Brookfield and White had also challenged Watson’s model arguing for a much longer and more gradual evolution of horticulture than the later had envisioned. More recent excavations at Kuk suggest that the transition from foraging to horticulture was a complex process extending over several thousand years. Denham and his colleagues find early cultivation at 10 000 BP, mounding appears about 7000 BP, and full blown network of drainage ditches from beginning around 4400 BP. They have also documented domestication of bananas at Kuk about 7000 BP. (Kuk has also been nominated as a World Heritage Site.)

Susan Bulmer’s excavations at Kiowa in the Western Highlands and White’s excavations at Kafiavana in the Eastern Highlands produced pig bones with carbon dates of 5000-6000 BP, suggesting that pigs were introduced to the island from Southeast Asia through human agency. The low intensity of pig husbandry found in many parts of New Guinea makes it difficult to determine whether such early pigs were feral or domesticated. Even today in the Western Province, the domestic pig herds are heavily interbred with the feral herds, since domestic boars are gelded. But if taro and other root crops were being grown in the highlands, there is no reason to discount the possibility that some of this production was used to domesticate a semiferal herd from an early date.

Golson and his colleagues accepted the Ipomoean Revolution as having important consequences for agriculture, pig husbandry, exchange systems, and rapid population growth, along some of the lines Watson had suggested.
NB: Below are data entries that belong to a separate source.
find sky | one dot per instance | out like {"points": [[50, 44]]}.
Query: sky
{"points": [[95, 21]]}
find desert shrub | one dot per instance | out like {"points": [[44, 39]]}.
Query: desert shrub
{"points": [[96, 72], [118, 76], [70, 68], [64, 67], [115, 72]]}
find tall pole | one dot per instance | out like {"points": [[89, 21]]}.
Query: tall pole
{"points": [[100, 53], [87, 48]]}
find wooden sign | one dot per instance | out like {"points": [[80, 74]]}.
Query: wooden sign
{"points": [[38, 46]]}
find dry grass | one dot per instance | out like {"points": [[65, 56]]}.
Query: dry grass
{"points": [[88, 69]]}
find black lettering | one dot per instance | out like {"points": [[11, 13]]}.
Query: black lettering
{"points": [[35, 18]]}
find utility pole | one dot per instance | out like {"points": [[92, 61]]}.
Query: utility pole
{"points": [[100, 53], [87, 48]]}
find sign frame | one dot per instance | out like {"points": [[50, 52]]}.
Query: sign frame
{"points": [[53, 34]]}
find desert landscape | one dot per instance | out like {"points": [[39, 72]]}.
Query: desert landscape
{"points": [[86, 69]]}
But they have demonstrated that the shift from hunting to horticulture had begun nearly 10 000 years earlier than Watson had imagined. The key feature of the Ipomoean revolution was that sweet potatoes grow much faster than taro and provided much greater yields, thereby allowing more food for both human and pig populations, which lead to human population densities more than 500 per km2 in some areas and the emergence intensified horticulture, production of surpluses, and coordinated exchange systems of thousands of pigs in the Te and Moka exchange networks that swept through the highlands valleys.
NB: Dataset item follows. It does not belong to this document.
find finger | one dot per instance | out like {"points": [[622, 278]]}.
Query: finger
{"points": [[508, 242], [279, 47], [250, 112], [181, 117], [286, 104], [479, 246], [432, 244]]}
Another likely consequence of agricultural intensification in the New Guinea highlands was the creation of vast anthropogenic grasslands first suggested by Harold Brookfield and developed more systematically by Geoffrey Hope and J. M. B. Smith. More recent advances in palynology and residue analysis have confirmed that the expansion of grasslands as linked to the intensification of horticulture, but much of this expansion has arisen over the past millennium or so.
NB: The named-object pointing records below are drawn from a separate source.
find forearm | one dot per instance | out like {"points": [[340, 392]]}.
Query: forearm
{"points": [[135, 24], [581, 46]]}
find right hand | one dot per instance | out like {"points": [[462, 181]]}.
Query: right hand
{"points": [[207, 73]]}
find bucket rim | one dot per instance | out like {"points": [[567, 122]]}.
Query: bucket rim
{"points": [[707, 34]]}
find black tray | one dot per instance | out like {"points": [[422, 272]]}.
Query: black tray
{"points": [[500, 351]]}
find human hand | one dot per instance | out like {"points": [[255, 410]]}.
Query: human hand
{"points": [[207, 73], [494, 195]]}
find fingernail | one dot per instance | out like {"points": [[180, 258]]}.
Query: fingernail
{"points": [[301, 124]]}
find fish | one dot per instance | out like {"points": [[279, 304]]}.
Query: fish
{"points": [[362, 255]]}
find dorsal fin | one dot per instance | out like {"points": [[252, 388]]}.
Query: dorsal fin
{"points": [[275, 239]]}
In a similar way, current studies have focused attention on tree crops as an important aspect of early plant domestication. Arboriculture was probably far more important in the lowland rainforests than archaeologists had previously believed. Cultural anthropologists have come to recognize that sago, the most important lowland crop, is tended and weeded in a very nonintensive way to produce greater yields and to speed up or slow down the timing of maturation. Other tree crops such as breadfruit, pandanus, galip, and other fruits and nuts are often planted and minimally tended, yet they yield important edible products for a generation or more.

Such studies have emerged primarily in the lowlands and coastal areas once archaeologists recognized that the landscapes we see today are fairly recent phenomena. Swadling had noted that when sea levels rose after the last glacial maximum it produced a huge bay in what is now the Sepik and Ramu Rivers. But silt from the mountains over the past 6000 years has filled in this bay to produce the current coastline. Similarly, Terrell has suggested that what now appears as a long straight shoreline at Aitape was once a complex series of islands and lagoons complete with a rich array of food resources. Kyle Latinis has argued that in such environments trees likely played a much more important role than other cultigens. Andrew Fairbairn has built on these studies and those at Kuk to suggest the need for more intensive archaeobotanical methods to understand the evolution of horticulture and plant use in Melanesia.